According to the team’s UN mandate, the analysis will establish if a chemical attack took place, but not who was responsible for the deadly August 21 attack that Doctors Without Borders says killed 355 people and included the use of toxic gas. US Secretary of State John Kerry said Friday that Washington knows, based on intelligence, that 1,429 people were killed, and that the Syrian regime carefully prepared for days to launch the chemical weapons assault.

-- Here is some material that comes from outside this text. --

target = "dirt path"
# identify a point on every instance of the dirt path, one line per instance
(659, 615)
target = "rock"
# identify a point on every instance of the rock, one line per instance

UN Secretary-General Ban Ki-moon is expected to get an initial briefing on the UN team’s work this weekend from disarmament chief Angela Kane, but it remains unclear exactly how long the process of examining samples will take.
UN spokesman Martin Nesirky said the team had concluded its collection of evidence, including visits to field hospitals, interviews with witnesses and doctors, and gathering biological samples and environmental samples.
Concerns about possible US action include the potential retaliation by the Syrian regime or its proxies against US allies in the region, such as Jordan, Turkey and Israel. That would inject a dangerous new dynamic into a Syrian civil war that has already killed more than 100,000 people, forced nearly 2 million to flee the country and inflamed sectarian tensions across the Middle East.
The Syrian government dismissed the administration’s claims as “flagrant lies” akin to faulty Bush administration assertions before the Iraq invasion that Saddam Hussein had weapons of mass destruction. A Foreign Ministry statement read on state TV late Friday said that “under the pretext of protecting the Syrian people, they are making a case for an aggression that will kill hundreds of innocent Syrian civilians.”
In Damascus, residents stocked up on food and other necessities in anticipation of strikes, with no evident sign of panic.
Syrian state TV on Saturday morning broadcast footage of Syrian soldiers training, fighter jets soaring in the sky and tanks firing at unseen targets, all to the backdrop of martial music. The station’s morning talk shows were dominated by discussions about a potential US military strike.